270 million year old species 50+ years of clinical research 1,000+ published studies Traditional Chinese Medicine Standardized leaf extract
Species age
270M yr
Unchanged since the Permian era
Extract standardized
1960s
EGb 761, Dr. Willmar Schwabe
5-Brain® dose
200 mg
20:1 leaf extract per day
Studied chronic dose
120–240 mg
EGb 761 standardized extract
01

What is it?

Ginkgo biloba is the last surviving species of the order Ginkgoales — a group of trees that flourished alongside dinosaurs. The species is sometimes called a “living fossil” because fossil specimens from 270 million years ago are nearly indistinguishable from trees alive today. In Traditional Chinese Medicine, ginkgo seeds and leaves have been used for centuries, primarily for respiratory and circulatory applications.

Modern cognitive research centers entirely on standardized leaf extracts, not raw leaf or seeds. The most studied extract in the world is EGb 761 — developed by Dr. Willmar Schwabe GmbH in Germany in the 1960s and standardized to 22–27% ginkgo flavone glycosides and 5–7% terpene lactones (ginkgolides A, B, C and bilobalide), with ginkgolic acids below 5 ppm. EGb 761 is so well-studied that it is licensed as a prescription pharmaceutical in Germany and holds a European Medicines Agency well-established use monograph.
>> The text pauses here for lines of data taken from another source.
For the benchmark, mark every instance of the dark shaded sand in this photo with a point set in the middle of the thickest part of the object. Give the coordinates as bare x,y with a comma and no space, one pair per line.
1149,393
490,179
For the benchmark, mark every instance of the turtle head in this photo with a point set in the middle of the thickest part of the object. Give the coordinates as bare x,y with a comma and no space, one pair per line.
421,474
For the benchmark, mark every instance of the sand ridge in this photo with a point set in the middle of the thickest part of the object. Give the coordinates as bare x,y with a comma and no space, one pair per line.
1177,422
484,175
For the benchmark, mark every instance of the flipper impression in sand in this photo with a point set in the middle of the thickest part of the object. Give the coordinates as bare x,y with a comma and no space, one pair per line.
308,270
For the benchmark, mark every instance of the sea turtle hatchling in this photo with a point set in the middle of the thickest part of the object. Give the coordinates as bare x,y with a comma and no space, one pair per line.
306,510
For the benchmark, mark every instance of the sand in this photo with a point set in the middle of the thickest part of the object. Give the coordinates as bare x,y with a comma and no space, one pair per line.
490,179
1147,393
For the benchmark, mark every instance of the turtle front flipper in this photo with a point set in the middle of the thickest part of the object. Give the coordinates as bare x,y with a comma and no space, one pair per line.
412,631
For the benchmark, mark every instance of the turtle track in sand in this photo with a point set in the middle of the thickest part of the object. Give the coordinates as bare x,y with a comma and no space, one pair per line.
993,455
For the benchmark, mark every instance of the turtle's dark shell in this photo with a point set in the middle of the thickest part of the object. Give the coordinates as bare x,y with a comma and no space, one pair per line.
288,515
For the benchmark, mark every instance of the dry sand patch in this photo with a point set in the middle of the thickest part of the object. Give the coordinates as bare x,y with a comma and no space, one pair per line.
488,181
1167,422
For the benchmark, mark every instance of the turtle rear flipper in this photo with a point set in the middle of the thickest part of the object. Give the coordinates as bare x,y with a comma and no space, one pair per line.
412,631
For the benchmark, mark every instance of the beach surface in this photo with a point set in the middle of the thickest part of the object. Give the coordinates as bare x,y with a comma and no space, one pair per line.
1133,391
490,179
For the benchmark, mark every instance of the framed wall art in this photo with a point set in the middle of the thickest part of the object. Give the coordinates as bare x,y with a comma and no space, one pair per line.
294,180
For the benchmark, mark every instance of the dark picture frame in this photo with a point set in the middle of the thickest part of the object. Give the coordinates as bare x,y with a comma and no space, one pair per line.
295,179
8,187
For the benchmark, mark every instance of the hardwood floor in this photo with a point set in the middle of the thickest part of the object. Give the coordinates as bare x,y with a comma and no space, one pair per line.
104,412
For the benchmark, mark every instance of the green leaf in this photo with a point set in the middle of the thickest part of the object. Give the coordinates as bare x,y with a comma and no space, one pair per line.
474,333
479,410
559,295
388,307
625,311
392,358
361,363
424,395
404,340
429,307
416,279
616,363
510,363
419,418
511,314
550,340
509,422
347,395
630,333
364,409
A note on the 5-Brain® Ginkgo extract: 5-Brain® contains a Ginkgo biloba leaf 20:1 extract — meaning 20 kg of leaf was concentrated to produce 1 kg of extract. This concentration ratio is different from the phytochemical standardization (24% flavone glycosides / 6% terpene lactones) used in EGb 761. Until phytochemical equivalence is confirmed with DaVinci Laboratories, the studies below — most of which used EGb 761 — are cited as the best available evidence for standardized ginkgo extract as a class.
02

Research timeline

~1000 CE
Traditional Chinese Medicine documentation — Ginkgo seeds used in classical TCM preparations for respiratory and circulatory support. The leaf preparations used in modern supplements were developed later.
1960s
EGb 761 standardized extract developed — Dr. Willmar Schwabe GmbH creates the first reproducibly standardized ginkgo leaf extract. This single development makes rigorous clinical research possible and launches the modern era of ginkgo science.
1996–1997
Major RCTs in older adults published — Kanowski et al. (1996, Pharmacopsychiatry) and Le Bars et al. (1997, JAMA) both report significant findings for EGb 761 in older-adult populations experiencing cognitive changes. These landmark papers establish Ginkgo’s clinical profile internationally.
2000–2002
Healthy-adult acute studies — Kennedy, Scholey & Wesnes (2000, 2002) report dose-dependent associations with attention speed in healthy young adults. These studies are among the most-cited acute Ginkgo research in healthy populations.
2002–2005
Mixed chronic results in healthy adults emerge — Solomon et al. (2002, JAMA) finds no memory benefit in healthy adults at 120 mg/day. Elsabagh et al. (2005) finds acute benefit but null results after 6 weeks of daily use, suggesting possible tolerance in healthy populations.
2008–2009
GEM Study — the largest Ginkgo trial ever — DeKosky et al. and Snitz et al. (both JAMA) report from the NIH-funded Ginkgo Evaluation of Memory Study: n=3,069, 6.1 years, EGb 761 240 mg/day. The trial found no significant differences between Ginkgo and placebo on its primary endpoints — an important null finding in older adults. See the study card below for the full result.
2012
Laws meta-analysis — Pooled data from healthy-individual RCTs (n=1,132+) finds near-zero effect sizes for memory, executive function, and attention. Concludes no ascertainable cognitive enhancement benefit in healthy people overall.
03

How it works — mechanisms of action

EGb 761 contains two primary bioactive fractions — flavone glycosides (kaempferol, quercetin, isorhamnetin) and terpene lactones (ginkgolides A, B, C and bilobalide) — which appear to act through complementary pathways. The ginkgolides and bilobalide are unique to Ginkgo biloba and found in no other plant on Earth.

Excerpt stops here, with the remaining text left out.